The Wedding Shopper
One Guest’s Guide to Thoughtful Gifting
As Barry White sings, “Love is in the air, everywhere you look around.” And so are weddings. As a wedding guest for four weddings this year, I can tell you two things that strike fear into the heart of the invitee. The first is: what to wear? (What the heck is “Backyard Formal,” I ask you?) The other is: what to give? While wearing the wrong thing says you had a closet crisis, giving the wrong thing says something about your relationship with the bride and groom.
Wandering around Crate and Barrel, clutching a sweaty 9-page registry list in my hand last Sunday, I was knee-deep in the task of buying gifts for my childhood friend and everything took on additional significance. Was I a toaster-oven guest? Did we have a fondue friendship, or an ironing-board acquaintance? Will buying something off-registry say “Hey, look how well I know you” or “Hey, here’s something you didn’t want”? Looking around at my fellow shoppers with similar lists and looks of terror, I knew we shared the same fears: How can we give a gift that is meaningful, no matter what we can afford or what the registry says? Right there and then I came up with a game plan to get me through every gift-giving scenario this wedding season.
Wedding Woe #1
You want to give them something from the registry, but it feels so impersonal. How can you make registry items memorable?

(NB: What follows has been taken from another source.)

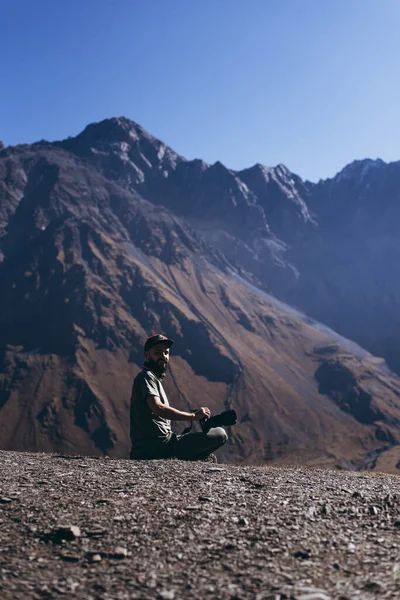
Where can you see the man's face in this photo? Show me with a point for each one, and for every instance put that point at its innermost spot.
(159, 354)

Solution: Give them something on the registry, but add a small, inexpensive “present topper” that gives a personal nod. Giving the bride’s favorite childhood book, like Shel Silverstein’s The Missing Piece, or including some Salt Water Taffy from the groom’s Cape Cod upbringing will show that while you give them things they need, you’ll also acknowledge how well you know them.
Wedding Woe #2
Solution: Often when a couple doesn’t register anywhere, it’s a hint that they’d like cash as a gift. Ask someone in the wedding party whether that’s the case. If you feel uncomfortable giving stone cold cash, give a gift card to one of their favorite stores. If the answer truly is that each guest has carte blanche to give freely, chances are the couple wants to see some creative gift giving. Aim for something memorable. Give them each a bottle of wine from their birth year with the instructions that they open it on their first anniversary. Wine.com will locate some worthy bottles in any price range.